La riflessione finale è che, forse, anzi sicuramente, occorre tornare a un mondo mediatico dove ci siano mediazioni. Dove i contenuti, prima di apparire e vista la violenza con cui possono farlo, siano riletti possibilmente da chi quel contenuto non lo ha scritto. Come accade nei giornali o per un discorso pubblico. Questo non accade nei social e per questo io credo che forse sarebbe opportuno uscirne. Questo tema già era presente nella mia mente da un po’, ciò che ho vissuto lo ha rafforzato. Non è che i social media siano pericolosi in particolare, lo sono tutte quante le comunicazioni rese pubbliche senza controllo e in base alle emozioni. Anche in una chat di Whatsapp la violenza può circolare incontrollata, lo sappiamo benissimo, ma è ovvio che Facebook, Instagram e tutti gli altri social sono comunicazione pubblica non mediata per eccellenza.

La violenza di una comunicazione senza corpo

Ma senza mediazione significa anche senza corpo. Perché l’altro problema fondamentale della comunicazione digitale, dei social, delle chat è che è incorporea. Ovvero il corpo non c’è più. Ci si mandano frasi e insulti senza che sia possibile vedere un volto, i suoi movimenti facciali, i movimenti del corpo. Tutte cose che attutiscono, che rendono la comunicazione meno violenta e più umana. Parlando faccia a faccia è difficile arrivare a livelli di odiosità verbale come quelli virtuali. È molto più facile che si trovi, invece un accordo.

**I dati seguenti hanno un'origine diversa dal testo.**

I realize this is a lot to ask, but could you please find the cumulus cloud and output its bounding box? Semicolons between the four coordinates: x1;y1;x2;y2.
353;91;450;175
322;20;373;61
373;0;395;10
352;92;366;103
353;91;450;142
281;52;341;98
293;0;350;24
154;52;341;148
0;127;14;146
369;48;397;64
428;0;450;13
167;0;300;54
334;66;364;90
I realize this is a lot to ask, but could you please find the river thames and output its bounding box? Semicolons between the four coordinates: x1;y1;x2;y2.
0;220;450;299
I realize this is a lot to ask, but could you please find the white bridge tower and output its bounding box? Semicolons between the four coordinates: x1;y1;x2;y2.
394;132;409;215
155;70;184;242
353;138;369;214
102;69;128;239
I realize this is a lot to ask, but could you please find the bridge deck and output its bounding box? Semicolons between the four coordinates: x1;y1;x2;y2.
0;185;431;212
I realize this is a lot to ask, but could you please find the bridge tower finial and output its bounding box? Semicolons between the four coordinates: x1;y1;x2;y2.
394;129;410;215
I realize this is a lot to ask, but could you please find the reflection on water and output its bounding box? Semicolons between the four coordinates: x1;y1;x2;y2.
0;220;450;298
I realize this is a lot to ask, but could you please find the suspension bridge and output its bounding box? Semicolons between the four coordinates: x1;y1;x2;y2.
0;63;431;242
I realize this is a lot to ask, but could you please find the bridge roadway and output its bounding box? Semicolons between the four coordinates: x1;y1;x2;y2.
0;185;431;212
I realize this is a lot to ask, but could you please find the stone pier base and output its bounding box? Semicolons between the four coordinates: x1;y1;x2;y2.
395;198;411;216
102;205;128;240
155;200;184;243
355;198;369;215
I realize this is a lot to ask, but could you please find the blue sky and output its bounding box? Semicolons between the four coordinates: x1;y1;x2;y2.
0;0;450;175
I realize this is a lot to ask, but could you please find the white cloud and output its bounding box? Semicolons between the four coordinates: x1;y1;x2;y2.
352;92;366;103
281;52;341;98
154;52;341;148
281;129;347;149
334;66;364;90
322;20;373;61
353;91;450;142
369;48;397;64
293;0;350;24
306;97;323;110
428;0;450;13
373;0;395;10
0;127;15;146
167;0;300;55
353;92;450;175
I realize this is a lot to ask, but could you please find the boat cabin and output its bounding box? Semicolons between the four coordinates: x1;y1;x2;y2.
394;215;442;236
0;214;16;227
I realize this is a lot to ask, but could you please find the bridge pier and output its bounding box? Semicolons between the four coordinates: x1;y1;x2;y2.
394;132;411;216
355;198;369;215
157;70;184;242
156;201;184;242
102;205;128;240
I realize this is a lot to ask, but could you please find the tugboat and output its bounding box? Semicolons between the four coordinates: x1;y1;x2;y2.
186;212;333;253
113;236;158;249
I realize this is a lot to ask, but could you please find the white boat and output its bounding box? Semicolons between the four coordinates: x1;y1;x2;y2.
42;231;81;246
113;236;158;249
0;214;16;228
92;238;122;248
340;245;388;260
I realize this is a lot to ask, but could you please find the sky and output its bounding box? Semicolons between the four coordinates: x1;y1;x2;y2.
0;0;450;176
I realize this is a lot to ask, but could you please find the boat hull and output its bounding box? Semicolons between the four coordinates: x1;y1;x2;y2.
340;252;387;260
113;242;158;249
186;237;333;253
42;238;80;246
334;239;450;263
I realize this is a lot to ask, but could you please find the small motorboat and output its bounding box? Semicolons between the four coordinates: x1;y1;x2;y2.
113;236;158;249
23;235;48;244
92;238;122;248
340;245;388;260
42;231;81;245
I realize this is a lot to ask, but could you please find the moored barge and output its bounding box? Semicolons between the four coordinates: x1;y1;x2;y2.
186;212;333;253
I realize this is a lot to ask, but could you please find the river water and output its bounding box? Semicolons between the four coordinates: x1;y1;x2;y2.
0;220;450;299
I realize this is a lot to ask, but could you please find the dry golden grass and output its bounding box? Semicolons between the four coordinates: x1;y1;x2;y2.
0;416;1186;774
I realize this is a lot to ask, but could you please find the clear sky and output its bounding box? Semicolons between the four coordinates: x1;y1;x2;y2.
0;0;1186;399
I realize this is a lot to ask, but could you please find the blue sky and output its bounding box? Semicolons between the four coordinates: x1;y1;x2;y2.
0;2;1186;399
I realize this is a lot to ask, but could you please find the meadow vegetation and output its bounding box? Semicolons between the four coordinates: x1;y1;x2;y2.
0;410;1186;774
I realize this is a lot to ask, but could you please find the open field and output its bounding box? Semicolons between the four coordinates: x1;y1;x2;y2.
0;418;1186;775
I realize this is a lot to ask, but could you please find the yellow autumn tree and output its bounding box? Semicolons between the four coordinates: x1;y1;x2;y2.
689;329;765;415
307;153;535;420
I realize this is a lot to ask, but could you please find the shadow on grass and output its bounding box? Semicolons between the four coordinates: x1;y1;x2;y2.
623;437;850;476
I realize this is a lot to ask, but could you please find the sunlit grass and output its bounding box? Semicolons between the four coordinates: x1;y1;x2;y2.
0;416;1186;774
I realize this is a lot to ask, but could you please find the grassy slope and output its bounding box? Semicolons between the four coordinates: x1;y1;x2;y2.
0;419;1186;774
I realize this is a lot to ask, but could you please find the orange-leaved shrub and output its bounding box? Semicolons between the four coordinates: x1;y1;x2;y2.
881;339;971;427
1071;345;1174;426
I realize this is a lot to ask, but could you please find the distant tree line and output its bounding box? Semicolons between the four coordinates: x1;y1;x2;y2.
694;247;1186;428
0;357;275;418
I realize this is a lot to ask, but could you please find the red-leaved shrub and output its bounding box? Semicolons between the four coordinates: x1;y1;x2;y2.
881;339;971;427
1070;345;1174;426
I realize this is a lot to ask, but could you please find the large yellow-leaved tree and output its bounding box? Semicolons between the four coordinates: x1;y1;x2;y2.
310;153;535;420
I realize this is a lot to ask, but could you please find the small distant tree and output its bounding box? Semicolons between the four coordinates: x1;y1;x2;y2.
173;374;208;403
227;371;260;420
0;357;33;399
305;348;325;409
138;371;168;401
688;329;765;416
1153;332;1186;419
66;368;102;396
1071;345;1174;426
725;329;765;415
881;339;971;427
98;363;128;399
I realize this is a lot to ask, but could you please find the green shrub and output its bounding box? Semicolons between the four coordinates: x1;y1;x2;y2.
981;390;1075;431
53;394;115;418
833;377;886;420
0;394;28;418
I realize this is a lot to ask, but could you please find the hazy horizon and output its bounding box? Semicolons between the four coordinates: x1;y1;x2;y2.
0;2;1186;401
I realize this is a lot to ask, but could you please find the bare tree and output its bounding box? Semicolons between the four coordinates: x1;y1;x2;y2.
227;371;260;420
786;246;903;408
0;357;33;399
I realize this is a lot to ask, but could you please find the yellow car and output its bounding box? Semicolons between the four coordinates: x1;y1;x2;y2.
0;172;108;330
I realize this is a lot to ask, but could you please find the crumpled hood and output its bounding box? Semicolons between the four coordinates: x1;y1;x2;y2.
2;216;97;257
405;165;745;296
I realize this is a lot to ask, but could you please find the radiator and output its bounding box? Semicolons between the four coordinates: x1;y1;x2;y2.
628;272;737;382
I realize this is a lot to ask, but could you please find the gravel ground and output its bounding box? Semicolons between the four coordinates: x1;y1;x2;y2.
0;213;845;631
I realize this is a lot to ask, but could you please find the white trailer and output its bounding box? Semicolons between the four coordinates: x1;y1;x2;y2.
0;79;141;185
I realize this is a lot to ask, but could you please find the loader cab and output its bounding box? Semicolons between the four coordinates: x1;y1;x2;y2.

La cosa paradossale, dunque, è che nella società dei social e della comunicazione virtuale abbiamo ancora tutti gli aspetti negativi del corpo, ovvero che ci rende mortali, ma abbiamo eliminato tutti i suoi aspetti positivi. E cioè il fatto che ci renda umani e renda la nostra comunicazione umana, ricca di emozioni giuste, meno atta a fraintendimenti. A pensarci bene, si tratta di una vera tragedia. Non so se siamo in tempo per tornare indietro, ma dobbiamo impegnare tutte le nostre forze perché ciò accada.

Quanto a me valuterò cosa fare rispetto a chi mi ha aggredito, se questa aggressione verrà riconosciuta come tale da qualcuno più esperto di me. Ma la cosa che più mi preme capire e decidere è se uscire dal mondo dei social network. Perché un altro errore potrebbe ricapitare, se è capitato. Perché in questi giorni di silenzio ho capito che ho migliaia di amici ma non ne incontro mai nessuno, né posso abbracciarli. Non voglio dire che non ci sia vita all’interno della vita virtuale, ma se guardo le ore passate sui social, tantissime, rispetto a quelle che impiego per incontrare persone, pochissime, non c’è partita.

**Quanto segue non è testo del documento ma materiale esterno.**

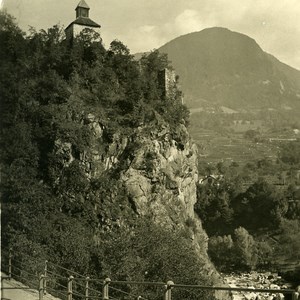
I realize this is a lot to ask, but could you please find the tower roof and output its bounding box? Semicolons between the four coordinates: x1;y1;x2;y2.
65;17;101;30
76;0;90;9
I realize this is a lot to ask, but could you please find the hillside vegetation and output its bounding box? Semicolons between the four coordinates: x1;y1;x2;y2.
0;12;227;299
159;28;300;111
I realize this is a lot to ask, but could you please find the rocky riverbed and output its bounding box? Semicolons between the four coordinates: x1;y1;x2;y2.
222;272;291;300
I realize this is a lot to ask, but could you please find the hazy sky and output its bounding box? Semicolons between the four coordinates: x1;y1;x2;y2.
0;0;300;70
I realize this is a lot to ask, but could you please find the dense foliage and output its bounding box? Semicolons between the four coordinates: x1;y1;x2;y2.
195;157;300;271
0;12;209;297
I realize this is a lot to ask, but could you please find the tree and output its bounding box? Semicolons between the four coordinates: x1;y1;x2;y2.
234;227;257;270
233;179;288;230
208;235;235;271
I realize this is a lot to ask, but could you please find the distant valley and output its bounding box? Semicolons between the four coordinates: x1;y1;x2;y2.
159;28;300;162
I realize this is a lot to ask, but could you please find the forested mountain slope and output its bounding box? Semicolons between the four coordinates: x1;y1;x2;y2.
0;13;230;299
159;27;300;111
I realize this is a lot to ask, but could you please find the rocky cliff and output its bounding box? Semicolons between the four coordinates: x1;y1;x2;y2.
56;109;224;292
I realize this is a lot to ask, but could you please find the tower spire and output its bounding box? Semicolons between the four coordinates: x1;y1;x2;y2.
75;0;90;18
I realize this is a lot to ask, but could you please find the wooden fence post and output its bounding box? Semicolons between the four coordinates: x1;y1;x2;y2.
44;260;48;295
102;278;111;300
85;277;90;300
165;281;174;300
292;291;299;300
8;248;12;280
68;276;74;300
39;275;45;300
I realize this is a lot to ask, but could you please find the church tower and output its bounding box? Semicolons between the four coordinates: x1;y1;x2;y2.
65;0;101;39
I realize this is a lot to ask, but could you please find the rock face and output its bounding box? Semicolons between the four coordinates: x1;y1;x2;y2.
56;113;226;299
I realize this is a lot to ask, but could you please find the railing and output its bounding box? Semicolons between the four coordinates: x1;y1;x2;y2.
1;250;300;300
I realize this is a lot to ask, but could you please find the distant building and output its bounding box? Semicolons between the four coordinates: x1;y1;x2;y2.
65;0;101;39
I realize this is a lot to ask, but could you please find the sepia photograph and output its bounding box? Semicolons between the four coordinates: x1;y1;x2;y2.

Forse possiamo ricominciare da qui. Rendendole, quando meno, uguali. E non usando mai e poi mai la comunicazione digitale per un litigio o uno scontro, perché non è da quel tipo di comunicazione che potrà arrivare un accordo e una riconciliazione. Cominciamo a farlo noi, insegniamolo ai nostri figli e chi può vada in giro a dirlo, forte e chiaro, nelle scuole. Mettendoci, appunto, tutto il corpo possibile.